Rentenleistungen in der Gemeinde Uzwil
Die Sozialversicherungsanstalt des Kantons St. Gallen richtete 2006 in der Gemeinde Uzwil insgesamt 13,374 Mio. Franken für AHV-Renten aus, 3 % mehr als im Vorjahr. Die ausbezahlten IV-Renten gingen um 5,8 % auf 6,66 Mio. Franken zurück. Und schliesslich stiegen die ordentlichen Ergänzungsleistungen zur AHV und IV um 7,4 % auf 5,12 Mio. Franken.

Feuerungskontrolle für bessere Luft
Alle Heizungen sollen nach dem Auftrag des Gesetzgebers im Zweijahres-Rhythmus kontrolliert werden. Halten sie die Abgaswerte nicht ein, müssen sie neu einreguliert, allenfalls saniert werden. Eine wesentliche Massnahme für saubere Luft. Auf 2005 verschärfte der Bund die Bestimmungen. Stickoxyd-Grenzwerte gelten neu auch für kleinere Brenner mit einer Leistung von weniger als 350 kw. Änderungen ergaben sich aber auch für ältere Anlagen. Während bis 2005 die vor und nach 1992 erstellten Heizungsanlagen unterschiedliche Werte im Abgasverlust einhalten mussten, verschwand ab 2006 dieser Unterschied.
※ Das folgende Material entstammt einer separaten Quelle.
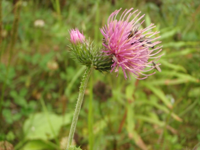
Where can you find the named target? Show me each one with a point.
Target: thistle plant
(125, 45)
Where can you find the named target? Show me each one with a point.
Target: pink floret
(130, 47)
(76, 36)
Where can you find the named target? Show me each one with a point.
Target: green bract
(88, 55)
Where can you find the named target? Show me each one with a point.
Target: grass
(161, 112)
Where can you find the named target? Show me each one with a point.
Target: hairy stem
(78, 105)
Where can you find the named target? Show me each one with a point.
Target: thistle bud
(87, 54)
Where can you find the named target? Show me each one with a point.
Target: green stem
(78, 105)
(90, 116)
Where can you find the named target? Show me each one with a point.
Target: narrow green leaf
(160, 94)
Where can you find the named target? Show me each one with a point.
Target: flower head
(130, 47)
(76, 36)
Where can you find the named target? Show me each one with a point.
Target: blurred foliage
(161, 112)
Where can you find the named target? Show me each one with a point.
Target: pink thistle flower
(76, 36)
(130, 47)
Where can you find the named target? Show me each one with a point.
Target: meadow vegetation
(39, 80)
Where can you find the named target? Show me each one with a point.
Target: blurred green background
(39, 81)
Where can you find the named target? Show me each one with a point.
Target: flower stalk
(83, 86)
Schon im Vorfeld war klar: Diese Neuerung dürfte dazu führen, dass ältere Anlagen von der Feuerungskontrolle beanstandet werden und saniert werden müssen. Der Rückblick aufs 2006 bestätigt nun diesen Trend. Im 2006 wurden insgesamt 880 Anlagen kontrolliert. Davon 306 durch die Servicebranche im Rahmen der liberalisierten Neuordnung. Allein im 2006 musste der Feuerungskontrolleur 194 neue Sanierungsverfügungen erlassen - weitgehend eine Folge der strengeren Werte. Insgesamt müssen 278 der 2'354 Heizungsanlagen in der Gemeinde in den nächsten 6 – 10 Jahren saniert werden.